В информационной реальности капиталистического общества происходит постоянное нарастание как потоков знаний, так и потоков вещей, их стремительное обновление. Эти два аспекта (информационный и материальный) тесно переплетены, так как появление новых поколений вещей влечет за собой появление новой информации – по их эксплуатации. Это усиливает межпоколенческий разрыв, причем настолько, что люди, разница в возрасте между которыми составляет всего несколько лет, чувствуют себя представителями разных поколений. Молодежь в силу своей психологической гибкости более адаптивна к постоянно меняющимся условиям «текучей современности», чем психологически инертное старшее поколение. Последнее вследствие этого быстро утрачивает право на воспитание и обучение следующих поколений: нарастает различие между образом их жизни, нередко теперь молодые обучают старых, а не наоборот (именно молодежь лучше схватывает новые «гаджетотенденции» и учит своих старших родственников пользоваться телефоном, планшетом, ноутбуком, скайпом и т.п.). Человек исключается из межпоколенных отношений, культурная преемственность (трансляция обычаев, традиций и норм) преломляется, и это влечет за собой ослабление и ухудшение отношений между людьми разных возрастов, нарушение национально-культурной идентичности и разбалансировку почти всего культурного конструкта, накопленного трудом многих поколений. На его месте не возникает новой культуры, так как рушится сам ее фундамент в виде культурного прошлого.

Актуально только культурное настоящее, и сама культура становится перманентно изменяющейся, неуловимой, одноразовой, исчезающей и возникающей вновь в ином облике. В ней вместо закрепления и сохранения прежних форм происходит сиюминутное формирование новых. Старое списывается как хлам истории, но и новое очень быстро следует за ним, поскольку моментально устаревает само.

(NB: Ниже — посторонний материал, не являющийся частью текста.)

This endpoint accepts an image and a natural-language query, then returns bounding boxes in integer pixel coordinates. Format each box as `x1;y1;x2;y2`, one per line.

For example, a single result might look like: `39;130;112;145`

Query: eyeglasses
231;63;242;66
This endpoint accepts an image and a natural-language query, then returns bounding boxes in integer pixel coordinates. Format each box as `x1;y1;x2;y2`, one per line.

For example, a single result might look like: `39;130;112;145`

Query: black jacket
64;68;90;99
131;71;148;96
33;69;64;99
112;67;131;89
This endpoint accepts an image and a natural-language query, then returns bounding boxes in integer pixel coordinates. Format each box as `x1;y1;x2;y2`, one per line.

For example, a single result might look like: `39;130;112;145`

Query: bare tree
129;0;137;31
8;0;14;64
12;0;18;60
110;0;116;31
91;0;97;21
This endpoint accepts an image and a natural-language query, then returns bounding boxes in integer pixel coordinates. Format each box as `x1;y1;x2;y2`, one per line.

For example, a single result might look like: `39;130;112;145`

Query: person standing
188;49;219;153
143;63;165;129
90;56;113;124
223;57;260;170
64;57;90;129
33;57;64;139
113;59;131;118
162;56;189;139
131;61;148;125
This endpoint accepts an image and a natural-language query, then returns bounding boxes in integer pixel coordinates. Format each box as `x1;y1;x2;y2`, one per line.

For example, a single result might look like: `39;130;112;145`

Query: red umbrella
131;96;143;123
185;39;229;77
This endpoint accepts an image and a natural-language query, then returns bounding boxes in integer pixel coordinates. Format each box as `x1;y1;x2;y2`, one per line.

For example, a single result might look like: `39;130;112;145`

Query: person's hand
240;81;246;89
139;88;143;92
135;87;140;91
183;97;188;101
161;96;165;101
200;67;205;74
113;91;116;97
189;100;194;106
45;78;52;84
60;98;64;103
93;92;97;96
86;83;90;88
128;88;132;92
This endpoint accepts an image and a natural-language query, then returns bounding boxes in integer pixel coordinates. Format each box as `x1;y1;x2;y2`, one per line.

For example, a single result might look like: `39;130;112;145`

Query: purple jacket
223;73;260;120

По мере перманентного обновления культуры происходит перманентное списывание прежних, «отживших свое» форм. Вместо цепи «традиции – развитие» возникает поле постоянных разрывов, отрицания новым всего предшествующего, слом возможности найти устойчивый базис в прошлом для идентичности. Личный и коллективный опыт обесценивается, так как технический прогресс противоречит повторяемости форм и способов деятельности. В результате накопление личного или культурного опыта не позволяет нам развиваться, то есть переходить из состояния незащищенности в неизвестном мире в состояние защищенности в известном мире. Выстраивание будущего в обществе, которое также называется обществом риска, в минимальной степени определяется опытом. Прошлое, история и опыт теряют авторитет, референтность, статус учителей жизни и факторов проектирования настоящего и будущего. Мир, развиваясь, остается неизвестным. Он не хранит в себе неизвестность, он ее вырабатывает. Познавая его, мы встречаемся все с новыми и новыми неизведанными пластами реальности. К тому же далеко не всегда, когда мы думаем, что познаем, мы действительно познаем: распространяющийся инфо-мусор, мимикрирующий под проверенные и достоверные сведения, все в большей степени играет с современным человеком злую шутку. Виртуальная реальность оказывается первичной по сравнению с личным опытом. Человечество заставило мир изменяться, но сам человек оказался не способен изменяться с той же скоростью. Взросление мира отменяет взросление человека, и феномен скользящего консьюмеризма – тому наглядное свидетельство.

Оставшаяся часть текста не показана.